Just a brief comment: 

I don't think one needs reply with a sneer.  Rather than: "Well, if you
can't see that THE BALD PRIMA DONNA (not a big fan of Beckett so I'll change
from WAITING FOR GODOT) is high quality art, God help you," perhaps one just
says: "If ... etc.. .then, I'm sorry, but I think it is."   What more can
one say after all?

DA


-----Original Message-----
From: Tom McCormack [mailto:[email protected]] 
Sent: Tuesday, 13 November 2012 9:56 AM
To: [email protected]
Subject: Error and quality

Underlying Michael's question -- Why is it people can't distinguish between
"mediocrity" and  "high quality" in "Art" -- is the assumption that there is
a "fact of the matter" about the "quality" in any given work.
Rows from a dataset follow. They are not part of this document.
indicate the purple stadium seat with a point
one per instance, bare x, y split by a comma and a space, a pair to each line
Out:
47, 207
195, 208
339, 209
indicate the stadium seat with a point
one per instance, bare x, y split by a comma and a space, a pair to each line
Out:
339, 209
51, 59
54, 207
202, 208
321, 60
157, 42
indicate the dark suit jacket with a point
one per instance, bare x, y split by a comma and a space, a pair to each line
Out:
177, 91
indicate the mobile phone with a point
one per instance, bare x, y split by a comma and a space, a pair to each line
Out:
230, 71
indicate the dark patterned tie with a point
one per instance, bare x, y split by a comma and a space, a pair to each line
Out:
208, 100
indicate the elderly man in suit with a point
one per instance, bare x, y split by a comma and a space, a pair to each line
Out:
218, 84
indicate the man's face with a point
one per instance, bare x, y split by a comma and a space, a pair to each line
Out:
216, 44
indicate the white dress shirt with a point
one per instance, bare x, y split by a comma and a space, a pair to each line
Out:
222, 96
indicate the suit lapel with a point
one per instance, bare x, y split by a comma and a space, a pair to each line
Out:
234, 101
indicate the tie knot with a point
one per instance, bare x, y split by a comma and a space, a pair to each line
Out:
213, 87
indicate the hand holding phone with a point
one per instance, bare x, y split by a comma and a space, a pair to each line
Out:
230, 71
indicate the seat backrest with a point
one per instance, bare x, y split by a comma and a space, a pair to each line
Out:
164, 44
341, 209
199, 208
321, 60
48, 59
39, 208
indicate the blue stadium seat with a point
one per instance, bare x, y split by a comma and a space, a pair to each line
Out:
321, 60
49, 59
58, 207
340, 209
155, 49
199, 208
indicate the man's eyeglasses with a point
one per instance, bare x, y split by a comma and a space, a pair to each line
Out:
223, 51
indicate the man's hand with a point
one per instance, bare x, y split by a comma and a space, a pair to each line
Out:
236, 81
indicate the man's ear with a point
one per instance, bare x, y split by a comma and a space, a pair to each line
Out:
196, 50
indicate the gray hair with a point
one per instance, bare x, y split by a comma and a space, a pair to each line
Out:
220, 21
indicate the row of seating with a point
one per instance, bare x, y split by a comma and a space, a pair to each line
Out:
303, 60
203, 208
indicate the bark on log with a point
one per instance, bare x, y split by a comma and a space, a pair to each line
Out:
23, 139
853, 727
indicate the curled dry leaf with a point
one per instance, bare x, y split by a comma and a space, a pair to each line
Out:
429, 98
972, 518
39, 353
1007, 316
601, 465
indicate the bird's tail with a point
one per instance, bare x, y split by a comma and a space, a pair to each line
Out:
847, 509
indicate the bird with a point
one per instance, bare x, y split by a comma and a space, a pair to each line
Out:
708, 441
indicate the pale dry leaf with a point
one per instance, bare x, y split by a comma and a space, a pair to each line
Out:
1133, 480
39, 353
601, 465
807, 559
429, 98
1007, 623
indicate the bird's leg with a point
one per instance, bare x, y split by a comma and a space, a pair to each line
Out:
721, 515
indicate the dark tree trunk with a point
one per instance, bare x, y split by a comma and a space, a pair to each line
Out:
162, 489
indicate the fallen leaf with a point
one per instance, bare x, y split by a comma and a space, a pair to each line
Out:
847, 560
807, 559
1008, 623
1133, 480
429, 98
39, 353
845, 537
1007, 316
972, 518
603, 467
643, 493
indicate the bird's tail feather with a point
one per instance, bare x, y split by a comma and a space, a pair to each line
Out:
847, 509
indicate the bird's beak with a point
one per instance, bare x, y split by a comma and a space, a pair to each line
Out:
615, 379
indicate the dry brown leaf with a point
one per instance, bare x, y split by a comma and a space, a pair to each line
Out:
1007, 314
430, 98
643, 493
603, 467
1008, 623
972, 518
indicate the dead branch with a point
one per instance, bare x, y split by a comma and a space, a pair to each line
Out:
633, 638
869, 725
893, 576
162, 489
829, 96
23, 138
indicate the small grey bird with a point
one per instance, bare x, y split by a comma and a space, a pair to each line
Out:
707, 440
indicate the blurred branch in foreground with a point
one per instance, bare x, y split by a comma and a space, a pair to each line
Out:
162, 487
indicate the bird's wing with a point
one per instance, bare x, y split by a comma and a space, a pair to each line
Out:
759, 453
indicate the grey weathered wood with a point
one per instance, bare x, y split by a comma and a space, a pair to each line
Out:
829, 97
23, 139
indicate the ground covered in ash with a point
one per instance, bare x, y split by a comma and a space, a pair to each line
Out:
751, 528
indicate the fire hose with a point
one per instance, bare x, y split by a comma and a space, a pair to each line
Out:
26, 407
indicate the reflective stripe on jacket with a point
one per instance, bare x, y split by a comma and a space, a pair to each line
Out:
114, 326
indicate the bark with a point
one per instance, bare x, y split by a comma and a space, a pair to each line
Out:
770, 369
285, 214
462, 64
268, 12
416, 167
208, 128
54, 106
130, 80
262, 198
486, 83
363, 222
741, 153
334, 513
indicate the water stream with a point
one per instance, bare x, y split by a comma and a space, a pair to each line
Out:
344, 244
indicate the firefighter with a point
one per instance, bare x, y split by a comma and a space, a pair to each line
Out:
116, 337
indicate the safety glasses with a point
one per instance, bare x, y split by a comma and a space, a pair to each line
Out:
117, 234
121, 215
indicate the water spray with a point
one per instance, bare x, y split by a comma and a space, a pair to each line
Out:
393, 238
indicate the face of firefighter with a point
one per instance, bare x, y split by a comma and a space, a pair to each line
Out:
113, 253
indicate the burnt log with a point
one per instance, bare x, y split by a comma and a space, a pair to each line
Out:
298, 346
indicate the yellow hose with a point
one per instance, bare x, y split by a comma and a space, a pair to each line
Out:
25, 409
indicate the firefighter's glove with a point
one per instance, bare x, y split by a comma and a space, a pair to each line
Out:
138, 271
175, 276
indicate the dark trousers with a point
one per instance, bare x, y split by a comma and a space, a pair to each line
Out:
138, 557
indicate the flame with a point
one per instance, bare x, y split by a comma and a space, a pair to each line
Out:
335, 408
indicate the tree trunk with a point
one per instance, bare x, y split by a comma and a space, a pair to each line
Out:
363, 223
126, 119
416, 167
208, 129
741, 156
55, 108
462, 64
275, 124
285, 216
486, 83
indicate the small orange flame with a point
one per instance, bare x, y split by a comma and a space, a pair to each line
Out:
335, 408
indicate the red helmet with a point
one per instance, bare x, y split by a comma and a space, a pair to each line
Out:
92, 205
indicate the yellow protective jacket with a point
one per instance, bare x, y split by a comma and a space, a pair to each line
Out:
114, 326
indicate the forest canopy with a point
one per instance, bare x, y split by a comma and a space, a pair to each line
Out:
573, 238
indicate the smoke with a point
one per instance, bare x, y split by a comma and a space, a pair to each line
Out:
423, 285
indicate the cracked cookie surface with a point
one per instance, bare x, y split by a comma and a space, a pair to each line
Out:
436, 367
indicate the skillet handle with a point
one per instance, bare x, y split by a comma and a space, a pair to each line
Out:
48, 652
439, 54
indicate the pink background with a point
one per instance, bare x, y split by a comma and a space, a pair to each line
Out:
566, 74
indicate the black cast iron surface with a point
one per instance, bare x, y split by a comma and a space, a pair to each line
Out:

"Sophisticated" people regularly assume there is such a "fact of the
matter", and usually their response to anyone who disagrees is a sneer:
"Well, if you can't see that WAITING FOR GODOT is high quality art, God help
you."

If such a savant does move beyond sneer to specifying alleged evidence, the
evidence always can be ultimately exposed  as a stipulation and not a
mind-independent  "fact of the matter". Even then the stipulation is usually
vulnerable to reasonable dispute. Take Michael's suggested example -- great
replication. When "is" something "great replication"?